Lorsque leur père décéda, Camille était à New-York. C’est la mort paternelle qui la ramena à la maison. Depuis le bureau où je cherchais un papier, j’ai assisté aux retrouvailles entre Camille et Adrian. Tout était dit dans le premier regard, l’amour infini. Ils avaient vécu toutes ces années avec une certitude intime : un grand moment même s’il n’a duré qu’une seconde, ne peut pas vous être enlevé. Ils revécurent leur première rencontre et le temps s’effaça. Une vie entière passa sur le visage d’Adrian. Dès lors, il ne fut plus possible de croiser son regard. Il était ailleurs.
C’est le lendemain des obsèques que le père d’Adrian le trouva pendu dans son garage. Camille a abandonné ses valises dans l’entrée et n’est pas repartie. Il y a un mois que l’enterrement d’Adrian a eu lieu.
Hélène repose le cadre et revient à la fenêtre. Camille et Marina devisent en chuchotant, craignant sans doute de la réveiller. Elle se sent riche de sa vie dévouée aux autres. Oui, elle se sent africaine, afghane, migrante, citoyenne du monde, mais par-dessus tout, elle est la mère de ces deux-là. Aurait-elle dû leur dire lorsqu’elles étaient enfants que Camille était adoptée ?
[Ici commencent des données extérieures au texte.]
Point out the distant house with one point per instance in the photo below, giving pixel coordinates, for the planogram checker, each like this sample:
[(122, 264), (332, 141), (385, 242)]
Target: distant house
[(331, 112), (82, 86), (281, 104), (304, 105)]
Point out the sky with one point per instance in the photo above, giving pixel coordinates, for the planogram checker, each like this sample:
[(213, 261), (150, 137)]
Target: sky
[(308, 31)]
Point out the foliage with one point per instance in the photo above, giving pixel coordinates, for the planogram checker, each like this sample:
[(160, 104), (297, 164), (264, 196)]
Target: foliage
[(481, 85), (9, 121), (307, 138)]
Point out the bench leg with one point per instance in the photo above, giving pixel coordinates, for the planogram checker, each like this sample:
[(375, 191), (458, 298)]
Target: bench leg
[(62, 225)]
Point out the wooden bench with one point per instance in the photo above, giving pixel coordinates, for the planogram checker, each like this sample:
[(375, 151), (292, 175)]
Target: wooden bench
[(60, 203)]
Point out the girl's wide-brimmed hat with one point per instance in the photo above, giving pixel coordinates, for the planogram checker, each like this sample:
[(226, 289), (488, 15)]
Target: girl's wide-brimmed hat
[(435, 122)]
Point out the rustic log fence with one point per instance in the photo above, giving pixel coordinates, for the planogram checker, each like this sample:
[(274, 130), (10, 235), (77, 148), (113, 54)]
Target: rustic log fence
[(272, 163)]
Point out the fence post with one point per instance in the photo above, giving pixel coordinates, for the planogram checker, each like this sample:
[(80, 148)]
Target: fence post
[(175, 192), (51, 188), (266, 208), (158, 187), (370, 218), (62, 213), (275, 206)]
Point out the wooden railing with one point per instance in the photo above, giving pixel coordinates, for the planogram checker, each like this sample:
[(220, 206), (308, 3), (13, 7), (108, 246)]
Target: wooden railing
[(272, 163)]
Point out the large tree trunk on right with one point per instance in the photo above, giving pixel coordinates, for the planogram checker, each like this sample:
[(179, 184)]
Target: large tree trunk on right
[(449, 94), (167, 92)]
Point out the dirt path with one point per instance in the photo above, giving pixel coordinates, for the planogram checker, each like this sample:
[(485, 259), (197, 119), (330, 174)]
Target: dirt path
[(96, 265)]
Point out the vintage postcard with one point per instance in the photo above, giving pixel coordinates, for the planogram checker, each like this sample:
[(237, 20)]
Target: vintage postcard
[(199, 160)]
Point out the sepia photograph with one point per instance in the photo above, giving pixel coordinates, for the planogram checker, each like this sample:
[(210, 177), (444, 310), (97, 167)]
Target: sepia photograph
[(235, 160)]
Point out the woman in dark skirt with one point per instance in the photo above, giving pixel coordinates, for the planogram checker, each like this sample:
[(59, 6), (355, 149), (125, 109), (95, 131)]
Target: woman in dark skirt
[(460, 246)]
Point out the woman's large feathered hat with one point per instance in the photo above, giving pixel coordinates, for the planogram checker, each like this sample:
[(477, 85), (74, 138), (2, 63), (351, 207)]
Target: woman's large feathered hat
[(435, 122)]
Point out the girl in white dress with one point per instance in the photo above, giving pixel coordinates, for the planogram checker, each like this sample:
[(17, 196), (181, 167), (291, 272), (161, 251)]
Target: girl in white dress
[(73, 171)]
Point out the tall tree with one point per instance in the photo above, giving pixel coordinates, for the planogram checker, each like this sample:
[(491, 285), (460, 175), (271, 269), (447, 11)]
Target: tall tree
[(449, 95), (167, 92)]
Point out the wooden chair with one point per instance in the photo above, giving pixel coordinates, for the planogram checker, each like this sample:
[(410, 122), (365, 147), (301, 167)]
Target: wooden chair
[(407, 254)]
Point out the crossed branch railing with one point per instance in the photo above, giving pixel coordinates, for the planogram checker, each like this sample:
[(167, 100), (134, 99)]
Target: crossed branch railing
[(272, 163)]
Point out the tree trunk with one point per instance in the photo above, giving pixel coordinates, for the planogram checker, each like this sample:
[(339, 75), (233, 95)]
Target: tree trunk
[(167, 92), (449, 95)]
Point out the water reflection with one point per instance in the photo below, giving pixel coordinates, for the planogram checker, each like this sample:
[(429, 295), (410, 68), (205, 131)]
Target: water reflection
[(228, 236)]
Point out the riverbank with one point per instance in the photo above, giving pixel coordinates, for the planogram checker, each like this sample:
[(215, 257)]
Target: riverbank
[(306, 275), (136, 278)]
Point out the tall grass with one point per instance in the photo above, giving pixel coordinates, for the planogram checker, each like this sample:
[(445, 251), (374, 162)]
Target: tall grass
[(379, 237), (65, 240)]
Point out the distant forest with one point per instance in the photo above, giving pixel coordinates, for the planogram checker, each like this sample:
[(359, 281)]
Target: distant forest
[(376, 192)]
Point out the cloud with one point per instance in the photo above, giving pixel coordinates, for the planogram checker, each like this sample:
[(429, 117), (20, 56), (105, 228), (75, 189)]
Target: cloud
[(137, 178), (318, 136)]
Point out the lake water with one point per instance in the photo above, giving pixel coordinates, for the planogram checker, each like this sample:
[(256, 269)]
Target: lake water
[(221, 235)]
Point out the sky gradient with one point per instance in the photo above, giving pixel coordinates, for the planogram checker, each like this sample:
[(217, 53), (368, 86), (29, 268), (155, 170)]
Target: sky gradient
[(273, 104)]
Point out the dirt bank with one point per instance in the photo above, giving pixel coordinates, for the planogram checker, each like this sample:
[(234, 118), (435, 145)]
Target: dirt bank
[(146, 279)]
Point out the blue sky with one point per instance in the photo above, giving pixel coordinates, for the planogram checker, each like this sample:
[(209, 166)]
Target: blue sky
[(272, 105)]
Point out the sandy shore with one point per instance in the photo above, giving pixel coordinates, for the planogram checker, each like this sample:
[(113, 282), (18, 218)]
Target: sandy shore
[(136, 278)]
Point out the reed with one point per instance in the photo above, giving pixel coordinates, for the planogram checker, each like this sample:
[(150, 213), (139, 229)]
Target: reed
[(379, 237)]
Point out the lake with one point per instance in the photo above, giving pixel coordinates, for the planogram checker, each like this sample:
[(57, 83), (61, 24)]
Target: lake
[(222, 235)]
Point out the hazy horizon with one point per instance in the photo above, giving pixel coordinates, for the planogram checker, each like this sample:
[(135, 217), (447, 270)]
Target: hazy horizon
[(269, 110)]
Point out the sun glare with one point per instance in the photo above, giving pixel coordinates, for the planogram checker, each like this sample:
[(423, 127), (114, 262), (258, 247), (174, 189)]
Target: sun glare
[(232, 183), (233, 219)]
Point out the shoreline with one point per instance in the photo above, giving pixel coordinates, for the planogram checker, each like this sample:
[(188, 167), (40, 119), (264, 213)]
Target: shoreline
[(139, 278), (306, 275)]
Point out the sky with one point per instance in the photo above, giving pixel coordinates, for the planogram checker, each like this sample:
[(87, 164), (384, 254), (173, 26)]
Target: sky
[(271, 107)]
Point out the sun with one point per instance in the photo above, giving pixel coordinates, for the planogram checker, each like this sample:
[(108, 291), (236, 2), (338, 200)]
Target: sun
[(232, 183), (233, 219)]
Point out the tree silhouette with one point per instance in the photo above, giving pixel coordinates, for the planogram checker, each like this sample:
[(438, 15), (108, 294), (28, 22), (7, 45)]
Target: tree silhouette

Le silence avait peut-être fait pousser en elle un sentiment d’intrusion. La vérité lui aurait-elle donné la permission d’aimer le garçon dont sa sœur aussi était éprise ?
Etait-il temps encore ? Non. Il y a des vérités qui libèrent. Mais lorsqu’il est trop tard, la vérité peut emprisonner à jamais. En cet instant, Hélène décrète que le secret est définitif. Elle ouvre la fenêtre. Des parfums de pain grillé et de café l’enveloppent. Ses filles lèvent les yeux vers elle. Elle leur sourit.
« Je viens de prendre une grande décision. Nous partons en voyage toutes les trois, et ce sera le début du reste de nos vies.»